On December 5th, Becky Wilkinson, MSW, CWSA and Regional Behavioral Health Outreach Program Manager at Providence Health presented a Collective-sponsored webinar through Inside Digital Health on addressing social determinants of health (SDOH). She shared details of a multi-faceted outreach program focusing on at-risk patients in clinics, emergency departments (EDs), and other care settings.
The Providence Better Outcomes thru Bridges (BOB) program focuses on helping the community’s most vulnerable patients—with the goal of empowering individuals by meeting them where they are (both figuratively and literally), helping them create goals, and ultimately allowing the patient to guide their own care. Becky shared how this trauma-informed care can help redefine the meaning of success for each individual.
Becky went on to discuss Providence’s rural health clinic outpatient program, which started about a year ago. Providence now has an outreach team based out of internal and family medicine that screens every patient with Medicare and Medicaid for SDOH. Eligible patients are offered navigation assistance for needs like food, transportation, and housing.
In addition to clinic outreach, the BOB program also focuses on ED-specific outreach for patients with either six ED visits in six weeks or 20 visits in 12 months, and a diagnosed behavioral health condition. Patients who meet this criteria are then referred to the ED-specific multidisciplinary team that meets monthly to discuss the needs of the most vulnerable patients and create care plans to help them.

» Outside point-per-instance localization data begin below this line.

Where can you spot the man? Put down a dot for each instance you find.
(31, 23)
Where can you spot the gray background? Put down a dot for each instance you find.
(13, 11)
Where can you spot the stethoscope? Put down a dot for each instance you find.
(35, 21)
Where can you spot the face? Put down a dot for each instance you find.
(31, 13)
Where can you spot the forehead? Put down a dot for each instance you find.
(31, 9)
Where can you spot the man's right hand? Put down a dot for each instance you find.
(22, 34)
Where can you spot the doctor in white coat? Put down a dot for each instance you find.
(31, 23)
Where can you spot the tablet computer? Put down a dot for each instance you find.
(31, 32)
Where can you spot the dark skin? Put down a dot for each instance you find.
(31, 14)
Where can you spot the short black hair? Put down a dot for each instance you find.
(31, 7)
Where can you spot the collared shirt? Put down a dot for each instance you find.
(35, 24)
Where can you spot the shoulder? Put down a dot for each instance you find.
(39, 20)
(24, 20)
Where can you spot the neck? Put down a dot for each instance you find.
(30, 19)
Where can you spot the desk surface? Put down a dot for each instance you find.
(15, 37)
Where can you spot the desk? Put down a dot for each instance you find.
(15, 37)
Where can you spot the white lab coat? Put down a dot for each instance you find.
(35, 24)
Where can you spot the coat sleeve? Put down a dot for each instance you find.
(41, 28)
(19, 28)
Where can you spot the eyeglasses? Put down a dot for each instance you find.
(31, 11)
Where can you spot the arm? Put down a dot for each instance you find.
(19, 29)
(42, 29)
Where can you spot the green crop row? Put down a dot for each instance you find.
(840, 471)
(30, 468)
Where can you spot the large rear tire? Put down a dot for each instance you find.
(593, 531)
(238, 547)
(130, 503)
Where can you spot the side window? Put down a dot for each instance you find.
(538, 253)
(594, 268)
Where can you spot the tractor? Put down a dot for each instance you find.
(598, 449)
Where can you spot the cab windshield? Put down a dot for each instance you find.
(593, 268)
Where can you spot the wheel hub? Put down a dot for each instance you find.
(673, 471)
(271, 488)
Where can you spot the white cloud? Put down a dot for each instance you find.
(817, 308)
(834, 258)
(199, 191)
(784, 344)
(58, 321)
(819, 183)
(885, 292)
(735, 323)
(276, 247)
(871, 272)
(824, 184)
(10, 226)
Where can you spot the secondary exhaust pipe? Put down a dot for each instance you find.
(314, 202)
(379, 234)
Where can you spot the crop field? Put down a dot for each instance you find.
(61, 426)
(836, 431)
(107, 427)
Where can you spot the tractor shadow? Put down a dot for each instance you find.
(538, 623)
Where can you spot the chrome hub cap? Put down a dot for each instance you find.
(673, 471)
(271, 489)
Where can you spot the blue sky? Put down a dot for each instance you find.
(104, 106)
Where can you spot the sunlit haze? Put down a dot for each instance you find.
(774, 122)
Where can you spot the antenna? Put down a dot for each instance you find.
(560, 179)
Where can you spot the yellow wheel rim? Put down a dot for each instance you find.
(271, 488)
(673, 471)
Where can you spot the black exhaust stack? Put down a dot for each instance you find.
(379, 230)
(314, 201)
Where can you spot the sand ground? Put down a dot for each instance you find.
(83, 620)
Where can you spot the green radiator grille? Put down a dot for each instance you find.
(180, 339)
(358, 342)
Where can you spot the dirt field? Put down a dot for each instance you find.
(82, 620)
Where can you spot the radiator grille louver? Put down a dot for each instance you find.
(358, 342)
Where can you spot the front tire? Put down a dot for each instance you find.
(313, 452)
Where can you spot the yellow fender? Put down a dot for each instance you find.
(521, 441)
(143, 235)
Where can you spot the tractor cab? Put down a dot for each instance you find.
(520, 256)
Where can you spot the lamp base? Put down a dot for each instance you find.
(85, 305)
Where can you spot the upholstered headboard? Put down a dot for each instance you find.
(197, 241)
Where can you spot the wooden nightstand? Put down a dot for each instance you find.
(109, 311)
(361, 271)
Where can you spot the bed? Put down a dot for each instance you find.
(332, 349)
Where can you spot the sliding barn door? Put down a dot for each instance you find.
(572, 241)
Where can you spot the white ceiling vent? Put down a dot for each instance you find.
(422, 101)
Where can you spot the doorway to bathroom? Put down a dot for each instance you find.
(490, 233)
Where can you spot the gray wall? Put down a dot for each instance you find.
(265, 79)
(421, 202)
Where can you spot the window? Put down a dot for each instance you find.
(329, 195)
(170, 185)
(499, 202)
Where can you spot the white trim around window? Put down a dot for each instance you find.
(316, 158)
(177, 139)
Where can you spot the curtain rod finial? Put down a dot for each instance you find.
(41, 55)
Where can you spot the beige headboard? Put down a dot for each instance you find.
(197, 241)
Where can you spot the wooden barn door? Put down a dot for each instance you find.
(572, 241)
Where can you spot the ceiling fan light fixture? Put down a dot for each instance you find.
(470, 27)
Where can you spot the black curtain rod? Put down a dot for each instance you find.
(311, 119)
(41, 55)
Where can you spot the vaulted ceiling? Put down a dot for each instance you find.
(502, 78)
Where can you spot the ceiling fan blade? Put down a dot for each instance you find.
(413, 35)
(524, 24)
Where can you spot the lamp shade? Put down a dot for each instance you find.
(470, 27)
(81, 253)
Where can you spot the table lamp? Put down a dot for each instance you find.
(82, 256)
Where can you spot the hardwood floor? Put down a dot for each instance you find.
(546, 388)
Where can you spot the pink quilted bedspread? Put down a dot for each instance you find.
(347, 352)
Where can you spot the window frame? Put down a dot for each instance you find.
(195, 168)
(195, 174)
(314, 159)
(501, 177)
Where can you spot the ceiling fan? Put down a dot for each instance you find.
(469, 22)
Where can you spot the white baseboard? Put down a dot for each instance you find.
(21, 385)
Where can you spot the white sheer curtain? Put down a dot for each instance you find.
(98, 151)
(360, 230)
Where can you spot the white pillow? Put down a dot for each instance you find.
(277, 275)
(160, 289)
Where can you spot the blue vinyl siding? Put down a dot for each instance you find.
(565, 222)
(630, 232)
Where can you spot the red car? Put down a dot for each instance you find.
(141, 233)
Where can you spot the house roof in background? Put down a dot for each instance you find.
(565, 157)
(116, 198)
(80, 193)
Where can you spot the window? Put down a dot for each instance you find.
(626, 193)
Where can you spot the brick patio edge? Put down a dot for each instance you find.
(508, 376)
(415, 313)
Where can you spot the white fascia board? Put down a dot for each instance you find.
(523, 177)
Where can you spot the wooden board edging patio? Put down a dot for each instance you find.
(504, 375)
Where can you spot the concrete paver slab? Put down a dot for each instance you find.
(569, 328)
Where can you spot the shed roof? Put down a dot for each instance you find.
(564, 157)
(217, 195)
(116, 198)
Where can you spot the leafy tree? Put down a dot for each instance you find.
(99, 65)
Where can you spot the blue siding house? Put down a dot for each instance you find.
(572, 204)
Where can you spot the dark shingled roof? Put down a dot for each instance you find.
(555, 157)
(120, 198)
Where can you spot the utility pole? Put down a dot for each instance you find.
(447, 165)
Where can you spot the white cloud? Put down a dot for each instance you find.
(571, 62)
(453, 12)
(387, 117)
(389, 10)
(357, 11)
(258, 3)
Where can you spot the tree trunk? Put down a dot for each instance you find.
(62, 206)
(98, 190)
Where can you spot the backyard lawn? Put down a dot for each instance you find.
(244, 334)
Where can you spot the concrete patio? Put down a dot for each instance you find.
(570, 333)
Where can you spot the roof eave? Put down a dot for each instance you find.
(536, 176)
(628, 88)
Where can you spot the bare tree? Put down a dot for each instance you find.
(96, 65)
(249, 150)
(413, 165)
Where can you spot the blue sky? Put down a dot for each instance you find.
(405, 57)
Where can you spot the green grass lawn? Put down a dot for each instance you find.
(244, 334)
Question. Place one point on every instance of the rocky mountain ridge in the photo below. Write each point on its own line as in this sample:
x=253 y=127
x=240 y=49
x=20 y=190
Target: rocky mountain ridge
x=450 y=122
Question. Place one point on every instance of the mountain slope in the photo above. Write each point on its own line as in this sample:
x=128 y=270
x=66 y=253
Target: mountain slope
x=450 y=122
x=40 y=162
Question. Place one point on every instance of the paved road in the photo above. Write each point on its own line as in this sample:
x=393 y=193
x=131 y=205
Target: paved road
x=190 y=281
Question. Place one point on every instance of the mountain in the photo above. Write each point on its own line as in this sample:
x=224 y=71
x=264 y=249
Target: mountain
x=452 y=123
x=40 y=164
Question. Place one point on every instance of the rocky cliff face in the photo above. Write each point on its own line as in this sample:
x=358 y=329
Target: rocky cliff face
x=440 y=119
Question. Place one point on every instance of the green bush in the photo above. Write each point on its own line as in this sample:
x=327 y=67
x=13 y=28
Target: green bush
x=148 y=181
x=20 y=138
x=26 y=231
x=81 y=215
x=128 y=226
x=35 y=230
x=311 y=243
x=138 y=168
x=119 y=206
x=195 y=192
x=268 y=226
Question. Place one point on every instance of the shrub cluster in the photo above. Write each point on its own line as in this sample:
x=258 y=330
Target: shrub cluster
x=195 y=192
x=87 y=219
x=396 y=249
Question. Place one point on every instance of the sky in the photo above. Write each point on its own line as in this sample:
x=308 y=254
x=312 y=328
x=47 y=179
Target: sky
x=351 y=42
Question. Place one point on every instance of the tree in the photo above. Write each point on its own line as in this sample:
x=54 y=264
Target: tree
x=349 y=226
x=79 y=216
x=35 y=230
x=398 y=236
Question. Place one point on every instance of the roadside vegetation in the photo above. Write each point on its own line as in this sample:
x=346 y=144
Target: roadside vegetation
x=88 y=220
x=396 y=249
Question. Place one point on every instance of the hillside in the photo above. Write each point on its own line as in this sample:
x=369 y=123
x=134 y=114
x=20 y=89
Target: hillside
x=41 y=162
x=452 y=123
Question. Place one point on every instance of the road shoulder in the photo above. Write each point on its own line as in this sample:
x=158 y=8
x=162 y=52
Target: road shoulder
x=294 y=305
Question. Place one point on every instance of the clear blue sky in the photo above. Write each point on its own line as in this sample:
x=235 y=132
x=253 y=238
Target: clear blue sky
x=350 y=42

A key part of the BOB program is helping homeless patients—38 percent of BOB clients have identified as homeless or facing imminent homelessness. The BOB team had been able to connect 25 percent of those clients to stable housing, but they wanted to do more. Becky shared how the team started looking for additional ways to help more patients get into housing and detailed two partnerships allowing Providence to achieve that goal.
In 2018, the BOB team met with the Metropolitan Alliance for Common Good (MACG) Clackamas housing team, which wanted to introduce safe overnight shelter options to the area, but lacked the necessary case management resources to do so. Providence and MACG were able to partner together to introduce overnight shelter options on various properties in and around the county. They worked with landowners, businesses, churches, and other organizations to secure space for overnight parking or tiny huts. Becky shared that these smaller, scattered shelter models have proven to be successful because they can easily be moved or modified as needed.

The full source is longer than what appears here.